Es ist ja auch ,,Nur´´ Mittelgebirge, ich wohne nämlich im Vogtland->Katzensprung ins Erzgebirge.


----------



## Zerzal (13. Juni 2018)

IKI99 schrieb:


> Hallo, ich bin iki, 13 Jahre alt und benötige nun ein paar Protektoren, da Bikepark und andere härtere Dinge auf dem Plan stehen. Ich versuche nun schon seit einer Weile mich zu belesen, was sich durch fehlende aktuelle Threads und Tests als beinahe unmöglich gestaltet, gerade da es ich ja auch um etwas individuelleres handelt. Ich bin 1,80 groß und knapp 70 kg schwer. Von der Form her definitiv MännersachenIch hatte schon einen Unfall dieses Jahr, der mich ein paar Tage flachgelegt und für mehrere Wochen Bikeunfähig gemacht hat. Ein ca. 1,20 hoher Drop zu langsam. Mehrere Bruchstellen im Helm. Mein neuer ist ein alpina Carapax, ob nun Fullface sein muss weiß ich nicht, Rückenprotektor sowie Ellenbogen und Knieschoner sind aber Pflicht. Zu teuer darf es aber nicht werden, gut solls trotzdem sein. Ich persönlich bin Nukeproof Fan, die Critical Armour Weste gibts aber nicht mehr. Vielleicht könnt ihr mir ja was empfehlen?
> 
> Danke Schonmal, iki


Würd mal bei iXS stöbern. Die haben in der Regel relativ günstige und sehr gute Sachen im Programm. Erfahrung in diesem Bereich dürften sie reichlich haben.... mit 2-300€ sollte man sich dort locker von Kopf bis Fuss panzern können 

Zum Thema ob und warum das Pflicht ist, wurde alles gesagt und jeder muss das für sich entscheiden...


----------



## IKI99 (13. Juni 2018)

Die iXS scheinen gut, gefallen mir aber irgendwie nicht so gut, ich schaue trotzdem mal rein. Ist das gut?
https://www.bike-discount.de/de/kaufen/o-neal-fury-rl-synthy-fullface-helm-653784
Danke für alle Beiträge bisher


----------



## Lenilein (13. Juni 2018)

Hab schon einiges an Protektoren durch in meiner Karriere. Hängen geblieben bei Knie / Schienbein bin ich bei ION, ob nun k-pact oder k-cap richtet sich nach Einsatz. Protektorenwesten hab ich die bulletproof von o‘Neal und die Evo compression jacket von 661 wobei die sich eher noch für enduro Touren eignet, weil etwa luftiger. Ein möglichst günstiger Preis sollte jedenfalls nicht das Kaufkriterium Nummer 1 sein weil es in dem Bereich auch einiges an Schrott gibt.


----------



## Lukimoe (9. Juli 2018)

Ich klinke mich hier mal mit ein da ich das selbe suche. Ich hab viel probiert und jetzt 2 Favoriten:
- POC VPD Spine Jacket (für 250€ bei Amazon geschossen, sonst wär es keine Option)
- iXS Trigger

Das Trigger sitzt halt wie ein Rennrad-Leiberl, damit würde ich auch mal den Berg rauftreten. Die Poc Jacke ist auch nicht so massiv aber schon eine andere Hausnummer. Btw Poc in M bei 190cm und halbwegs athletischer Figur (schmal und ein bissl definiert), das Teil ist ziemlich weit geschnitten.

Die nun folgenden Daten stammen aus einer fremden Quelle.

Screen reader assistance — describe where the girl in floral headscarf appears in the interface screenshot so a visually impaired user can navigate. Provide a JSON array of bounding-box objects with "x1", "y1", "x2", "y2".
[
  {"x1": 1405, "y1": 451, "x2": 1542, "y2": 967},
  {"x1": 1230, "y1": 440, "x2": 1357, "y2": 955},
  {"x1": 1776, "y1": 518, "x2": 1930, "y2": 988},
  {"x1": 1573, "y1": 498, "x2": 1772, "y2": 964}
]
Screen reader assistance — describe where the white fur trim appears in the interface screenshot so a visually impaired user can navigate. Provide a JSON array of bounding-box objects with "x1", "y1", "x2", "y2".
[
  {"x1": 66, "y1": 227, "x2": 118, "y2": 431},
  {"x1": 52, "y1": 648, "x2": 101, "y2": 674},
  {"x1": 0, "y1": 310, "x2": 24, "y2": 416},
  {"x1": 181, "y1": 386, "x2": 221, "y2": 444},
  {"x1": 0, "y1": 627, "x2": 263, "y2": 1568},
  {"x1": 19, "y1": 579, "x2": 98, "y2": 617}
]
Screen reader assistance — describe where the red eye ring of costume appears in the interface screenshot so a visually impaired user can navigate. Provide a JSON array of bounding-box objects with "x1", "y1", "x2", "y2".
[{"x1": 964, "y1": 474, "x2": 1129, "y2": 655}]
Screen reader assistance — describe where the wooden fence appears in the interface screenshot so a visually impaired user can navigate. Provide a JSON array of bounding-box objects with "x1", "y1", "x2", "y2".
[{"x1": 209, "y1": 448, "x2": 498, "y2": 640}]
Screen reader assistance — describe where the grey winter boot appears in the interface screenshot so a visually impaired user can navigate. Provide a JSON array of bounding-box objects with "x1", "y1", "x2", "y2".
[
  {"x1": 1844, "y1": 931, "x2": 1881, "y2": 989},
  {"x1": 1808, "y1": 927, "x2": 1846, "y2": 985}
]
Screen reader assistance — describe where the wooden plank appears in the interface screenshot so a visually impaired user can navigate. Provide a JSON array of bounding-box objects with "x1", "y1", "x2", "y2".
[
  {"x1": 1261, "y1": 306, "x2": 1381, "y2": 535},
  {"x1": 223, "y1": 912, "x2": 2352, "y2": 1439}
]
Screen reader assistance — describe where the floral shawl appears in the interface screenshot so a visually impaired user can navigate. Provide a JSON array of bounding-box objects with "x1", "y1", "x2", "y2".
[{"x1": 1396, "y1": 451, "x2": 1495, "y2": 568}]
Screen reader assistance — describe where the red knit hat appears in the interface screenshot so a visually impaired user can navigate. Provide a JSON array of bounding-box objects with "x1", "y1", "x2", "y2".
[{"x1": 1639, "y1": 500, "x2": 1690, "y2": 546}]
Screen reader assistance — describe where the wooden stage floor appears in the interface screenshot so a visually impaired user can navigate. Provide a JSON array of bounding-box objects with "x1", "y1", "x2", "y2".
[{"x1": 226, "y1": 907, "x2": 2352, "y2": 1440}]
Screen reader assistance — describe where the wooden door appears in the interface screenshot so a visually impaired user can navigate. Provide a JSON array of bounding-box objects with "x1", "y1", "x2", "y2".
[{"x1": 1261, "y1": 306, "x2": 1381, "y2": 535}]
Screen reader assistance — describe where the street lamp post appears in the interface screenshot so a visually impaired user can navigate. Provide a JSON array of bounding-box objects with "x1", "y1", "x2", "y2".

Hat jemand Erfahrung zum iXS Trigger? Ich bin mir nicht sicher ob das reicht, vor allem die Ellbogen sind schon recht klein. Hab mich aber auch noch nie heftiger abgelegt also kann ich das schwer einschätzen...


----------



## Epictetus (9. Juli 2018)

POC VPD Jacket ist viel zu warm und schwer für Enduro(-Rennen) finde ich. Aber ich bin auch nicht sonderlich Stauungs-Wärme-tolerant


----------



## Lukimoe (9. Juli 2018)

Ja das denk ich mir auch. Im Park sicher kein Thema aber auf ne Tour würde ich das nicht anziehen.

Die Frage ist halt reicht die Trigger Jacke für den Park und zieh ich das Teil überhaupt an für ne Tour oder fahr ich dann einfach ohne... Mit was fährst du rum?


----------



## MTB-News.de




----------



## IKI99 (9. Juli 2018)

Danke, hab nun alles.
Helme hab ich den Carapax fürs normale Fahren und den ONeil Fury fürn Bikepark.
Nukeproof DH Knieschoner, hatte sie heut für ne Tour, ging voll klar.
Nukeproof Enduro Ellenbogenschoner, ziemlich geil 
Nukeproof Critical Armor Vest Weste, ist noch nicht da...
Alles in L, passt.
Achso, und Bike Handschuhe+Radhose von Aldi, ziemlich hochwertig 
Okay das wars, nochmal Dankööö ^^


----------



## Epictetus (10. Juli 2018)

Lukimoe schrieb:


> Ja das denk ich mir auch. Im Park sicher kein Thema aber auf ne Tour würde ich das nicht anziehen.
> 
> Die Frage ist halt reicht die Trigger Jacke für den Park und zieh ich das Teil überhaupt an für ne Tour oder fahr ich dann einfach ohne... Mit was fährst du rum?



Park: Ich fahre mit VPD 2.0 Jacket und Fox Launch Schonern + langer Hose im Park (+ggf Neckbrace) und + 100% Status Helm

Zum Enduro-Rennen hab ich es jetzt mal mit dem Fox Proframe LC probiert (unter oder über Shirt, bei mir unter), ION K-Pact Knieschonern und optional RaceFace Ambush Ellbogen-Schonern. Als Helm beim Enduro UVEX Jakkyl HDE


----------



## Florent29 (10. Juli 2018)

Lukimoe schrieb:


> Ja das denk ich mir auch. Im Park sicher kein Thema aber auf ne Tour würde ich das nicht anziehen.
> 
> Die Frage ist halt reicht die Trigger Jacke für den Park und zieh ich das Teil überhaupt an für ne Tour oder fahr ich dann einfach ohne... Mit was fährst du rum?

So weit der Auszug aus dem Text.